No anomaly detection or security alerts: Billions of dollars moved in one go, and Bybit’s system didn’t even flag it as suspicious. Any proper security system should have on-chain monitoring for unusual transaction patterns, especially for cold wallets.
Why Bybit Likely Didn’t Bother
Bybit wasn’t ignorant—they cut corners for convenience and probably assumed that no one would exploit their weak security policies.
Security is expensive, and they wanted faster transactions: Implementing time locks, extra signers, and pre-signing checks slows down fund transfers. They likely thought "this will never happen to us" and prioritized speed over security.

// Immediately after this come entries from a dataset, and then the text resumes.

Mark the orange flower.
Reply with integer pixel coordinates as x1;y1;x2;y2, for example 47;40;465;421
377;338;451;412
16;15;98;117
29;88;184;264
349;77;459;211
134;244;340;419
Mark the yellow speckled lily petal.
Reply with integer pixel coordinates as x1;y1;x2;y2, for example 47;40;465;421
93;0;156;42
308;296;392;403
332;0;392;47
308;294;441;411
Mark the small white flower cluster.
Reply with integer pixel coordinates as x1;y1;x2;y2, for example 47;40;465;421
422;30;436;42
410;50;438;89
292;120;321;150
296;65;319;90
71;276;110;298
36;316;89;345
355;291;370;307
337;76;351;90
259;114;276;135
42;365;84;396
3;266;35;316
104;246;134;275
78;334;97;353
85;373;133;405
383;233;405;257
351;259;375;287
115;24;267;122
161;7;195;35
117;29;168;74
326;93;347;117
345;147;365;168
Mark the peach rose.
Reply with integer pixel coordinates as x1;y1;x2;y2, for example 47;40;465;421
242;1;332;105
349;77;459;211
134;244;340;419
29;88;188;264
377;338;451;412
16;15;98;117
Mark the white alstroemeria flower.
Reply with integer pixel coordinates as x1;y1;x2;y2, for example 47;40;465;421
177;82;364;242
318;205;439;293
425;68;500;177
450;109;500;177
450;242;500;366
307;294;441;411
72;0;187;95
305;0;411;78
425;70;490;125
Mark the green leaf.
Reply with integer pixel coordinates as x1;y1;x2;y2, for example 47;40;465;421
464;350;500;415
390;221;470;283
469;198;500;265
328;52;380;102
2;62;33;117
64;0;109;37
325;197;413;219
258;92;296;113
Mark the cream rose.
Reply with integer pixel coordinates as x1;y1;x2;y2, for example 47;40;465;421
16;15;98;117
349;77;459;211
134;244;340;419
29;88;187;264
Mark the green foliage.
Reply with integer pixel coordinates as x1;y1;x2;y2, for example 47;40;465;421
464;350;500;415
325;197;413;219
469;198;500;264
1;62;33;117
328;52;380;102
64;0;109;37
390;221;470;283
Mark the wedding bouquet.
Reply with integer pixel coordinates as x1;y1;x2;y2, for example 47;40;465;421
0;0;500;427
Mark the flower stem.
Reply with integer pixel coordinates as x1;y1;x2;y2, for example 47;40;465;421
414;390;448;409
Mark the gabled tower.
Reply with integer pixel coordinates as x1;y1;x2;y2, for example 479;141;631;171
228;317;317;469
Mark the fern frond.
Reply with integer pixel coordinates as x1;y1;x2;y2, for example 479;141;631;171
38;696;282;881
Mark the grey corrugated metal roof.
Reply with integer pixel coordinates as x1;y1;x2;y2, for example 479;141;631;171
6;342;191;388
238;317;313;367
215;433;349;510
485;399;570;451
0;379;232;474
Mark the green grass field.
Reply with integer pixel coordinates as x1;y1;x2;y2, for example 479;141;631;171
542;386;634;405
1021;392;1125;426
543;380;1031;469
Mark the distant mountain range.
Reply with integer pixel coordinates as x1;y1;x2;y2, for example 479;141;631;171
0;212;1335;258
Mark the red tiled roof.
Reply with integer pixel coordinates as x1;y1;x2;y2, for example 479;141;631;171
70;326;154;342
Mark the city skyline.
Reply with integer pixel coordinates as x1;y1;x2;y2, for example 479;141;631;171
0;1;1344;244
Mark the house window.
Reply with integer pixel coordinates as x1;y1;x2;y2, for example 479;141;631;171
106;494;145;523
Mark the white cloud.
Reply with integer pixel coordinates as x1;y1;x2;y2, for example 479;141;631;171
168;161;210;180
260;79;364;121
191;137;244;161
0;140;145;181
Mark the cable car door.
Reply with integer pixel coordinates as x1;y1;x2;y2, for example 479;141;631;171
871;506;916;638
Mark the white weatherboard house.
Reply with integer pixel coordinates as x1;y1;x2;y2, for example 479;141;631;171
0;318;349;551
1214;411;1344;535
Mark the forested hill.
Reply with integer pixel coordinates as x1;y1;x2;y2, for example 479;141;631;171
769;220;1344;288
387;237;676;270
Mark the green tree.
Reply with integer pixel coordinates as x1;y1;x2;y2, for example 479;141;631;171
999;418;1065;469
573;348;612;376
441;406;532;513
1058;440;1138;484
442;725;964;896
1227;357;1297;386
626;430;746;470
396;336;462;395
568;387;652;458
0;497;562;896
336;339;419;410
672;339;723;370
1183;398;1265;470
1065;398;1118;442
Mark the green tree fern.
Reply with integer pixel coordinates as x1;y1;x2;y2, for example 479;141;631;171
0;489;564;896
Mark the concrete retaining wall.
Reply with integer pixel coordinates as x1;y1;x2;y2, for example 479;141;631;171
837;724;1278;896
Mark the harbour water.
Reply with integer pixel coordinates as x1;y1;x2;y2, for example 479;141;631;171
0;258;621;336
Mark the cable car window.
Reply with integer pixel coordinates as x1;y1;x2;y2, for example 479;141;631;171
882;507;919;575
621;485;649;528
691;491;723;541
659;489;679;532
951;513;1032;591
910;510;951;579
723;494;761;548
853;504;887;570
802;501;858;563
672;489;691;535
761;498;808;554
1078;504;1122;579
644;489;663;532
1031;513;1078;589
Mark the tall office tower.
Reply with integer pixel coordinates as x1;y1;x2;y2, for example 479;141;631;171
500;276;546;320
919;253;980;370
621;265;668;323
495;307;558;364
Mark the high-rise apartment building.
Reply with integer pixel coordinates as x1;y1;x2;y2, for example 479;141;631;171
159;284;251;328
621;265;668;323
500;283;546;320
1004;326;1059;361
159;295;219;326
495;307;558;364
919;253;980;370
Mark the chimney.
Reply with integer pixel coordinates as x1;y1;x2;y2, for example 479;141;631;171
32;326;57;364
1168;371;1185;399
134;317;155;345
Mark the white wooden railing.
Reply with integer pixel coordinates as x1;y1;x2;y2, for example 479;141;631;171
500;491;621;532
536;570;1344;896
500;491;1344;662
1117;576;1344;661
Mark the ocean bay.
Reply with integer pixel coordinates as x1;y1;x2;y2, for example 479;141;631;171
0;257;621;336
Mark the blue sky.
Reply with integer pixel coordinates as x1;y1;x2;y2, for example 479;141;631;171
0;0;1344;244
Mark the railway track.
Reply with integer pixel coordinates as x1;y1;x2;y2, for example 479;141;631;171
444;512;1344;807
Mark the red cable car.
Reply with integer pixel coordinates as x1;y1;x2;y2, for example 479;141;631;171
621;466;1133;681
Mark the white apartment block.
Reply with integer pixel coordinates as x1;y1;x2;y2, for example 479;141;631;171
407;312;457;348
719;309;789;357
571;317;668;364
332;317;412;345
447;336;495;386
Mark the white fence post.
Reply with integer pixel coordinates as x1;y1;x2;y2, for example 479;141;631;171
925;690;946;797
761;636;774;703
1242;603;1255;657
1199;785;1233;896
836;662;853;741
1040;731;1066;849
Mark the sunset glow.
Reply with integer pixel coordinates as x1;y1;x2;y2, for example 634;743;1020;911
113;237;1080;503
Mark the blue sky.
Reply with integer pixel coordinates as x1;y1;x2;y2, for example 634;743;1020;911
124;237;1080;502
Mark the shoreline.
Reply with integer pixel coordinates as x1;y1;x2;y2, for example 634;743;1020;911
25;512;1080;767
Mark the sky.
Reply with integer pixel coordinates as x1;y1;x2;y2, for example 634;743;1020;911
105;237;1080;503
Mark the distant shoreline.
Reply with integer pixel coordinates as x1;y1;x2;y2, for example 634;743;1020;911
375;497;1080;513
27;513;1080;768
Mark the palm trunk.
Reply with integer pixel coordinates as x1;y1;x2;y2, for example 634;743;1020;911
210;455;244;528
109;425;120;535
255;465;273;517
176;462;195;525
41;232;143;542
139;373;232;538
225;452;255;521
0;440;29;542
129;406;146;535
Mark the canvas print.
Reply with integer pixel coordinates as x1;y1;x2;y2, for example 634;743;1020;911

They underestimated UI-based phishing attacks: The hackers didn’t break into Bybit’s systems—they manipulated how transactions were displayed to signers. Bybit trusted their UI too much instead of enforcing raw transaction validation at the hardware wallet level.
Other exchanges would not have fallen for this: Platforms like Fireblocks, Anchorage, and Coinbase Custody implement much stronger safeguards. They use MPC wallets (instead of standard multisig), automated transaction simulations, and withdrawal velocity controls.
If Bybit had followed the best practices of these firms, this hack wouldn’t have been possible.
Conclusion: Bybit’s Security Model Was Flawed
- They could have stopped this with better multisig policies, transaction validation, and contract security.
- They didn’t because extra security slows down withdrawals, and they assumed UI-based deception wasn’t a real threat.
This wasn’t an advanced exploit—Bybit essentially handed the hacker the ability to steal their funds through weak security processes.